One of the most impressive birds in North America is the Golden Eagle. It is found as far north as Alaska and as far south as Mexico, taking its place as one of Mexico’s official symbols. In fact, according to the Cornell Lab of Ornithology, “The Golden Eagle is the most common official national animal in the world – it’s the emblem of Albania, Germany, Austria, Mexico, and Kazakhstan.”
The bird is massive. Their wingspans can reach nearly 90 inches, and they have been known to prey on cranes and livestock. The oldest known Golden Eagle was over 30 years old, and as a species they prefer open and semi-open landscapes.

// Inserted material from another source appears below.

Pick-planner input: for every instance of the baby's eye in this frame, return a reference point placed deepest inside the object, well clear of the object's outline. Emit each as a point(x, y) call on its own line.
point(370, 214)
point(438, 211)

Golden Eagles have a global breeding population of around 300,000 birds, 3% of which spend at least part of the year in Mexico. Though their populations appear stable, their future health is not without risk. Unfortunately, “humans are still Golden Eagles’ greatest threat: it’s estimated that more than 70 percent of recorded Golden Eagle deaths are attributable to human impact, either intentional or inadvertent.” Urbanization, poisoning, and collisions with vehicles and wind turbines are all causes for concern for this species.
While it is easy to see why so many nations want such a powerful bird as one of their symbols, the Mexican national bird designation is not without controversy. While a Golden Eagle does appear on Mexico’s flag, if you ask many citizens they will tell you that the Crested Caracara is actually the country’s “official” bird. In fact, the caracara has been called the “Mexican Eagle.” In addition,”some believe it is the Crested Caracara depicted on the ancient Aztec pictogram that appears on Mexico’s flag.”
Crested Caracaras, though they often associate with vultures, are actually part of the falcon family. They also prefer open country as habitat, and feed on insects, mammals, birds, fish, and carrion. In my opinion, the caracara is a much more interesting choice for Mexico’s national bird; at the very least, it would be a unique bird symbol!